Yeah, same deal here. If the battery was anything too horrendous, it would either be stock still or not reporting via LeafSpy. That's what mine did and the 'fault' as far as the vehicle was concerned was that the on-board charger wasn't communicating on the CAN. It wasn't communicating because it was toasted and pulling the internal supply voltage down, but the car didn't know that.
That seems like it's probably the best way forwards. It's a pretty easy swap (biggest pain is the coolant and replacing the seats). The HV connections can be a bit of a fiddle to get them to unlock, but just check the service manual and it'll explain it.
That response from Nissan Takapuna sounds pretty good, actually, I'm impressed. I'd always rather deal with someone like that than get the whole run-around, meaningless quote, etc.
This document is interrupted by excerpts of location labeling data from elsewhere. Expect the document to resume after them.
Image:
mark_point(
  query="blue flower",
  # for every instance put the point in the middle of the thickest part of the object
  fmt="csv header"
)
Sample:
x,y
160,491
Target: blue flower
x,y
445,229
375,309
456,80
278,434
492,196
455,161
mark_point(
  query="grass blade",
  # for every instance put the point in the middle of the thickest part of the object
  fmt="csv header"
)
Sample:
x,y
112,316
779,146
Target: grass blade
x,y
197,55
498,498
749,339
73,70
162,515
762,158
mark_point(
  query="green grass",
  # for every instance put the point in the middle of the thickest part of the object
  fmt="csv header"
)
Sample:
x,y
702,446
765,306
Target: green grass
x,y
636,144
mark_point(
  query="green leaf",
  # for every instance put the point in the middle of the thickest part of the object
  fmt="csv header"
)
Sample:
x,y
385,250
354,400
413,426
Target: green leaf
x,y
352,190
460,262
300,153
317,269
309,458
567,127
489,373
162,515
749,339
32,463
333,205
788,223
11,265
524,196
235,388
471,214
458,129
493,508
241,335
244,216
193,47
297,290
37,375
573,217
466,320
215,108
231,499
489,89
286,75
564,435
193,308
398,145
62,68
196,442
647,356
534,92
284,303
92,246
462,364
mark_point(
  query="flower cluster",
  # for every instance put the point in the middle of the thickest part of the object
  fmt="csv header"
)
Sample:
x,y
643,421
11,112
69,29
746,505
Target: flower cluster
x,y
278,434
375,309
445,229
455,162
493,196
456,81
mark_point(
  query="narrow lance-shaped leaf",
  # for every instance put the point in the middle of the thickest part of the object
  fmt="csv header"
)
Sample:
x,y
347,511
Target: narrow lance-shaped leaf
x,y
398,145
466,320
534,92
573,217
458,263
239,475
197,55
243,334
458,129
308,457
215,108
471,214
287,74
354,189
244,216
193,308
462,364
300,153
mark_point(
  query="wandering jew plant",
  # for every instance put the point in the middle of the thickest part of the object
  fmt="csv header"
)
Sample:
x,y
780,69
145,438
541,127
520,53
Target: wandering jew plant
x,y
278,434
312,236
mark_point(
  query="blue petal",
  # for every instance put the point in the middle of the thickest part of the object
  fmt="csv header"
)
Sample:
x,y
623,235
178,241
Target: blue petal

Interesting that they have a bit of a problem, so far I was still the only person I'd heard of replacing theirs, so I was hoping it was a bit isolated.
The braking issue is just that it seems to randomly get really touchy and hard to stop smoothly. I've seen quite a few people mention it and seen it get blamed on 12V battery issues, firmware, sticky rotors/calipers, all sorts. It's not enough to be an issue to drive, it's just a little annoying. It normally clears up for a bit if I come to a complete stop and give the pedal a good long/hard/slow press.
Anyway, like I said, try pull the cover off once you get it out and grab a few photos. If the controllers look the same then there might be a way to salvage the old one, once you've got a working one to test against.